Brent Whiting: We love the work packages, but the big one for us is coming in your next release! The integration with GitLab.

In higher education, we use GitLab more than GitHub.

I have a bi-weekly meeting open to all staff in ITS to discuss OpenProject: questions, feedback, ideas, wishlist for features, etc. Ultimately, transparency and collaboration are so important, so we’re looking at how we make relationships between things and how we show that in a reporting format to each other but also to leadership.

Do you use the notifications feature?

Brent Whiting: My team does, yes. The notifications are consolidated into one page and segmented by project, reducing people’s sense of overwhelm.

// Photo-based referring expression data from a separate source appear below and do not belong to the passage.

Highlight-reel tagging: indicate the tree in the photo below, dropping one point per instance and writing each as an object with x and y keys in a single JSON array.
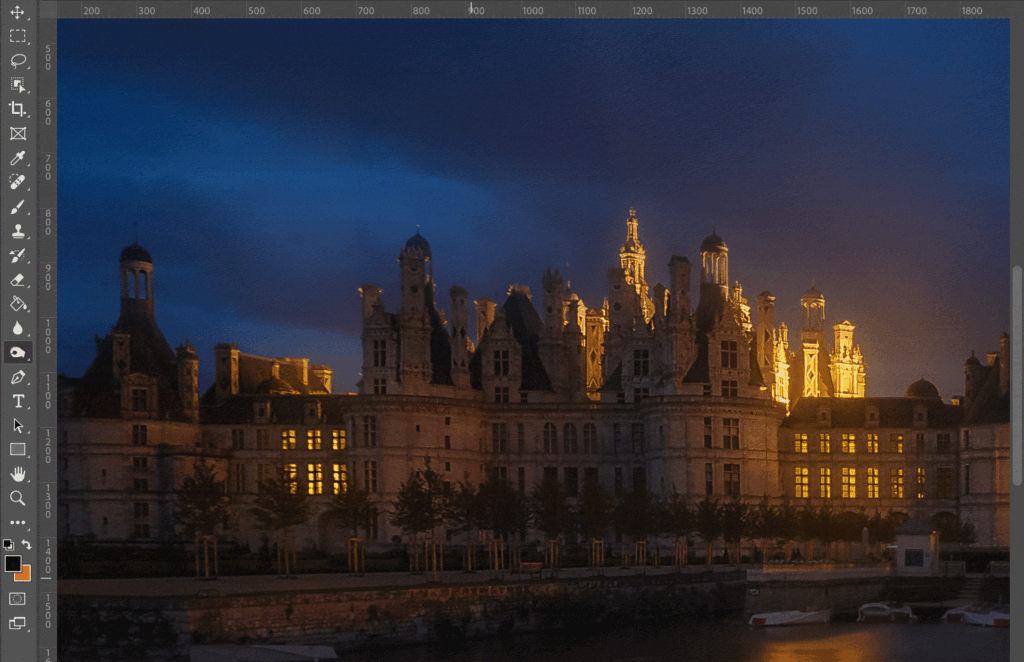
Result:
[
  {"x": 594, "y": 512},
  {"x": 279, "y": 506},
  {"x": 549, "y": 508},
  {"x": 733, "y": 515},
  {"x": 708, "y": 523},
  {"x": 352, "y": 508},
  {"x": 202, "y": 505}
]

I know that some teams use that for their daily standups.

Tell me about the other teams or departments that are using OpenProject.

Brent Whiting: Right. There are others, and it will only continue to expand.

In addition to central ITS, we have the marketing group in our College of Public Health and the Registrar’s Office. A group within our research department and campus safety department are exploring how it can help their day to day project work.

They have yet to start a mature phase with it, but they all recognize the need for this type of organization and collaboration tool. OpenProject reduces issues that cause delays, such as when we’re working on a project and need to email an external person outside the system. Now, we can assign people to a task with a due date that is visible to everyone.

It’s incredibly valuable.

This has been a fantastic chat. Thank you for sharing your feedback, experience, and time with me today

Brent Whiting: Thanks. Have a good day.